Dalil Al-Qur’an:“Dan barang siapa berhijrah di jalan Allah, niscaya mereka akan mendapatkan di muka bumi tempat hijrah yang luas dan rezeki yang banyak.”
(QS. An-Nisa: 100)
1. Hijrah dan Esensi Kemanusiaan Universal
Hijrah Nabi adalah tonggak pembentukan masyarakat multi agama dan multikultur. Melalui Piagam Madinah, Rasulullah menyatukan kaum Muhajirin, Anshar, Yahudi, dan kelompok lain sebagai umat yang hidup berdampingan dalam perdamaian.
Dalil Sunnah: Orang Muslim adalah yang kaum Muslimin selamat dari lisan dan tangannya; dan orang yang berhijrah adalah orang yang meninggalkan apa-apa yang dilarang oleh Allah.”(HR. Bukhari, no. 6484)
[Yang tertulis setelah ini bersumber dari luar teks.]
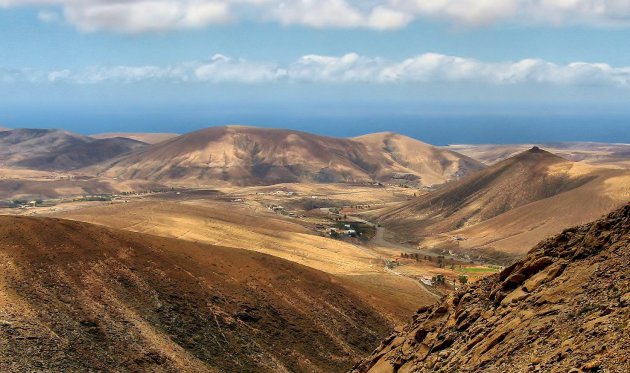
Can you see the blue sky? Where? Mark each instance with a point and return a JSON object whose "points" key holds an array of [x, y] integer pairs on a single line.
{"points": [[505, 70]]}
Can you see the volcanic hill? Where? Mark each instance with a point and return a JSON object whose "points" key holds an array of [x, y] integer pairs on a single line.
{"points": [[58, 150], [564, 308], [78, 297], [250, 156], [540, 192]]}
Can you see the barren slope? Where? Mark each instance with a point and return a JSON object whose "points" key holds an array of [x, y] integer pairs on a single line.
{"points": [[511, 205], [433, 165], [249, 155], [514, 182], [146, 137], [77, 297], [564, 308], [617, 155], [226, 224], [58, 150]]}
Fatwa MUI: Komisi Fatwa MUI menyatakan dalam Fatwa No. 3 Tahun 2005 bahwa hijrah spiritual adalah komitmen untuk meninggalkan maksiat dan perbuatan zalim menuju amal salih dan etika sosial yang luhur.
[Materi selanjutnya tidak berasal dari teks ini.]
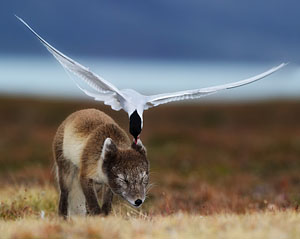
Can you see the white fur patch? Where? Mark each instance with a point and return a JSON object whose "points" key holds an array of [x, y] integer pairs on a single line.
{"points": [[73, 145], [101, 177], [76, 199]]}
2. Hijrah Sebagai Gerakan Sosial dan Keadilan
Dalam konteks kekinian, hijrah adalah gerakan moral dan sosial melawan ketimpangan, radikalisme, kekerasan, dan diskriminasi. Hijrah mengandung makna keberpihakan pada yang lemah, sebagaimana Nabi berpihak pada kaum tertindas (mustadh’afin) di Makkah.>QS. Al-Baqarah: 177“... tetapi kebajikan itu ialah kebajikan orang yang beriman kepada Allah... dan memberikan harta yang dicintainya kepada kerabat, anak yatim, orang miskin, ibnu sabil, orang yang meminta-minta, dan (untuk) memerdekakan hamba sahaya...”
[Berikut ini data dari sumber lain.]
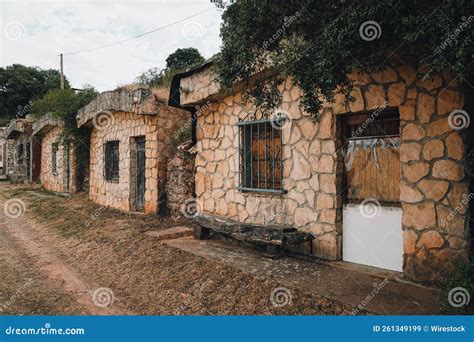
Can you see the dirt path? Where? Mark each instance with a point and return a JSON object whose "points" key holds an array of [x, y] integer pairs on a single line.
{"points": [[39, 246], [76, 247]]}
Kajian Ilmiah:Menurut Dr. Syamsul Yakin (2021), hijrah adalah transformasi etiko-spiritual yang menghasilkan kepekaan sosial dalam sistem Islam, bukan sekadar perubahan status moral, tetapi aksi praksis membela hak-hak dasar manusia.
3. Kritik terhadap Dunia Zalim: Hijrah sebagai Alternatif Peradaban
Dunia hari ini menyaksikan dominasi kekuatan zalim: perang, penindasan ekonomi, eksploitasi manusia dan lingkungan. Hijrah menjadi kritik peradaban atas kondisi ini. QS. Al-Nahl: 90 “Sesungguhnya Allah menyuruh (kamu) berlaku adil, berbuat kebajikan, memberi kepada kerabat, dan melarang dari perbuatan keji, kemungkaran, dan permusuhan...” Fatwa DSN-MUI: Dalam fatwa ekonomi syariah, hijrah ke sistem keuangan Islam adalah bentuk perubahan menuju keadilan ekonomi dan menjauhi sistem riba yang menindas. Ini bagian dari hijrah struktural dalam ekonomi umat.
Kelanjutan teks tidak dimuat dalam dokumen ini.